# Segmenting and Clustering Neighborhoods in Toronto


## Webscraping Wikipedia page

In [94]:
import pandas as pd

my_url='https://en.wikipedia.org/wiki/List_of_postal_codes_of_Canada:_M'
df = pd.read_html(my_url)[0]
print("Dataframe successfully retreived... \nDataframe shape: [%i,%i]" % (df.shape[0],df.shape[1]))


Dataframe successfully retreived... 
Dataframe shape: [288,3]


## Removing not assigned boroughs

In [95]:
print("Removing \"not assigned\" boroughs...")
df=df[df.Borough != 'Not assigned']
print("Dataframe shape: [%i,%i]" % (df.shape[0],df.shape[1]))


Removing "not assigned" boroughs...
Dataframe shape: [211,3]


# Grouping by Postcode

In [96]:
df1=df.groupby('Postcode').agg({'Borough':lambda x: set(x),'Neighbourhood':lambda x: list(x)}).reset_index()
#df1['Neighbourhood']='-'.join(df1['Neighbourhood'])
df1['Neighbourhood']=df1.Neighbourhood.apply(', '.join)
df1['Borough']=df1.Borough.apply(', '.join)
df1

Unnamed: 0,Postcode,Borough,Neighbourhood
0,M1B,Scarborough,"Rouge, Malvern"
1,M1C,Scarborough,"Highland Creek, Rouge Hill, Port Union"
2,M1E,Scarborough,"Guildwood, Morningside, West Hill"
3,M1G,Scarborough,Woburn
4,M1H,Scarborough,Cedarbrae
5,M1J,Scarborough,Scarborough Village
6,M1K,Scarborough,"East Birchmount Park, Ionview, Kennedy Park"
7,M1L,Scarborough,"Clairlea, Golden Mile, Oakridge"
8,M1M,Scarborough,"Cliffcrest, Cliffside, Scarborough Village West"
9,M1N,Scarborough,"Birch Cliff, Cliffside West"


## Changing "not assigned" neighborhoods to the according borough

In [97]:
df1['Neighbourhood'] = df1['Neighbourhood'].replace('Not assigned',df1['Borough'])
print('See the Postcode = M7A row. The Neighbourhood has changed from "Not assigned" to "Queens Park"')
df1

See the Postcode = M7A row. The Neighbourhood has changed from "Not assigned" to "Queens Park"
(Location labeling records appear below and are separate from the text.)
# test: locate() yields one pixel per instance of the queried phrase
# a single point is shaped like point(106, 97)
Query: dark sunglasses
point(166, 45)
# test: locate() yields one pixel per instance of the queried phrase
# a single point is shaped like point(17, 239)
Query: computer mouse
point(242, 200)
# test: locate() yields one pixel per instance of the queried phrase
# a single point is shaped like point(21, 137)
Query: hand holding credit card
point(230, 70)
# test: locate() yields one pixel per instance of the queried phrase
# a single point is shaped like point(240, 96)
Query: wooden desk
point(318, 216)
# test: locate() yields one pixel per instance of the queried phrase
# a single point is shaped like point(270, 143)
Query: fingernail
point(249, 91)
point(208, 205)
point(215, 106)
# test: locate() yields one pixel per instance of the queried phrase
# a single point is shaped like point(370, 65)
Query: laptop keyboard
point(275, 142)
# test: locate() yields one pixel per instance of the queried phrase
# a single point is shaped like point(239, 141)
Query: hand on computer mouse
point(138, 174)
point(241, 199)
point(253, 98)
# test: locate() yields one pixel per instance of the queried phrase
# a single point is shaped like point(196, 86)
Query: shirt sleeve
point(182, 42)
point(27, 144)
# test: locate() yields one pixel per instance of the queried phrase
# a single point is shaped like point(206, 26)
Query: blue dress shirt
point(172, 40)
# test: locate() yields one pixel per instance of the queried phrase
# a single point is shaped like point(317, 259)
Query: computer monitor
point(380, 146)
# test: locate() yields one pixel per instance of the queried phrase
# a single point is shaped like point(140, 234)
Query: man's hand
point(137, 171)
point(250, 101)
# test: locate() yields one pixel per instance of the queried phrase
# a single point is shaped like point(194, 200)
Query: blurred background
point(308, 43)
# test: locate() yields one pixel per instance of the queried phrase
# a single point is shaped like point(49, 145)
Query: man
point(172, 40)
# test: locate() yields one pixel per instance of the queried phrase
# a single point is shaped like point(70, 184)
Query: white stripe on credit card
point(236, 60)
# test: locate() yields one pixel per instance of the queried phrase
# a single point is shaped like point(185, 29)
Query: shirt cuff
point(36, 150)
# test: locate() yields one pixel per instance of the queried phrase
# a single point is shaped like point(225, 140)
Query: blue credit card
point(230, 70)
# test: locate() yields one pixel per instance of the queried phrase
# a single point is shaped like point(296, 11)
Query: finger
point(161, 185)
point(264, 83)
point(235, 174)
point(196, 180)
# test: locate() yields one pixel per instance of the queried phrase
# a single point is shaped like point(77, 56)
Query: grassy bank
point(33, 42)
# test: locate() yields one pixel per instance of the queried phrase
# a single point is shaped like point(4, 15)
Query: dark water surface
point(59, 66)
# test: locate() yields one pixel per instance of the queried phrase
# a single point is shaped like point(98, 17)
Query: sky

Unnamed: 0,Postcode,Borough,Neighbourhood
0,M1B,Scarborough,"Rouge, Malvern"
1,M1C,Scarborough,"Highland Creek, Rouge Hill, Port Union"
2,M1E,Scarborough,"Guildwood, Morningside, West Hill"
3,M1G,Scarborough,Woburn
4,M1H,Scarborough,Cedarbrae
5,M1J,Scarborough,Scarborough Village
6,M1K,Scarborough,"East Birchmount Park, Ionview, Kennedy Park"
7,M1L,Scarborough,"Clairlea, Golden Mile, Oakridge"
8,M1M,Scarborough,"Cliffcrest, Cliffside, Scarborough Village West"
9,M1N,Scarborough,"Birch Cliff, Cliffside West"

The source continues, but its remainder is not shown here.